Why Are Coins Graded?

Published February 12, 2025 | 3 min read

By Ken Bressett

In today’s fast-paced world of business transactions, serious coin collectors, dealers, and investors realize the necessity of having communication methods that all parties can understand and rely upon. Over the years, the most crucial element of that need has morphed into what today’s collectors might call specialized coin grading (essentially the province of several professional services).

Grading Origins

Like many other areas of numismatic jargon, grading has unique terms and standards that are apt to vary from time to time. Knowing as much as possible about all the variables is essential to successfully competing in any endeavor involving the attractiveness, quality, and value of whatever is being graded. Differences of opinion in these matters are due to the fact that they are still subjective to a large degree. Untold books, articles, and dissertations have been published over the years in an effort to codify or standardize the terms and descriptions of what various grades of wear or perfection look like on different types of coins and how they can be recognized.

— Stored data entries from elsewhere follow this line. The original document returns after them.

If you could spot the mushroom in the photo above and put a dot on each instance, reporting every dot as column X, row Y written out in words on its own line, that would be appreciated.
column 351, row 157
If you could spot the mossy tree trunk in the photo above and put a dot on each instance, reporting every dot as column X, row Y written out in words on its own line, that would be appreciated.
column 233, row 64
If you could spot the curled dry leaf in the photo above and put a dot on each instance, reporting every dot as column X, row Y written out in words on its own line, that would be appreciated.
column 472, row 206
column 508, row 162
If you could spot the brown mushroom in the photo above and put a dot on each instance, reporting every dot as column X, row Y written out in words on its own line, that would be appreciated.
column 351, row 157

In 18th-century America, collecting coins for amusement was merely an idle pastime for those who could afford it and were interested in preserving, studying, and learning about whatever was of interest to them. A curio cabinet of interesting coins at home was a novelty intended to entertain and impress visitors. The condition of specimens mostly depended on whatever was available to the collector through finding, trading, or purchasing coins at auction.

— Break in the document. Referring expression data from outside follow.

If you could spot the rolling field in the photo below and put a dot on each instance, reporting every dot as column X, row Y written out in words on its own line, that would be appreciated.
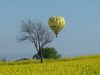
column 89, row 65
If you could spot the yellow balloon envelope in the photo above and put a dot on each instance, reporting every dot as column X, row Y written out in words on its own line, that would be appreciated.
column 56, row 23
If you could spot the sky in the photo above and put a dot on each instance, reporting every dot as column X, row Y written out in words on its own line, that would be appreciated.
column 80, row 36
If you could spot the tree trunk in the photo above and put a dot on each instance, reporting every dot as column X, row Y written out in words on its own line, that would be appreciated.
column 40, row 54
column 41, row 58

Grading Evolution & Confusion

Grading at that time was generally based on the three tiers that professional archaeologists used: Good, Fine, and New. Even today, that system works very well in determining what, where, when, or how buried coins were being used or preserved. It is a classification of evaluation without regard for their commercial value. Frankly, the only need to be more specific about physical wear on a coin is to help determine what something might be worth in the marketplace.

Thus, if grade and price are equal factors in establishing a coin’s value, then price and grade should theoretically be equal. But that does not seem to work in the real world today. Auction houses sell rare or exceptional coins at public auction, where competitive bidding determines the price that an eager bidder is willing to pay. But that might be only a one-time occurrence. In many cases, two identical coins may bring entirely different prices in the same auction, leaving no clue as to which should be considered the precise valuation.

Standardizing Grading

The need for unified industry grading standards arose with the age of a new generation of coin collectors. This group was becoming accustomed to relying on pricing information that was available through magazine advertisements, auction results, and in specialized publications like the Wayte Raymond catalogs, Brown and Dunn, and Whitman’s Red and Blue Books. In 1948 large cent specialist William S. Sheldon attempted to standardize grades using a 70-point scale that equated wear and commercial value. Unfortunately, it was a system that worked only as long as each factor remained constant.

In 1978 a group of like-minded dealers and collectors collaborated to produce the Official Grading System for United States Coins, which detailed descriptions of the amount of physical wear and other qualities for all types of United States coins. Since then, even more finite descriptions have been established and used by specialists and individual professional grading services to provide collectors with clear descriptions of what to expect in their evaluations of grades.

Conclusion

Will these systems continue improving, changing, or becoming even more finite? Probably so. With the aid of mechanical and/or artificial intelligence applications, this seems inevitable and likely to improve communications between collectors, investors, casual hobbyists, and the numismatic industry. We live in exciting times and will all benefit from the continuing improvement of grading.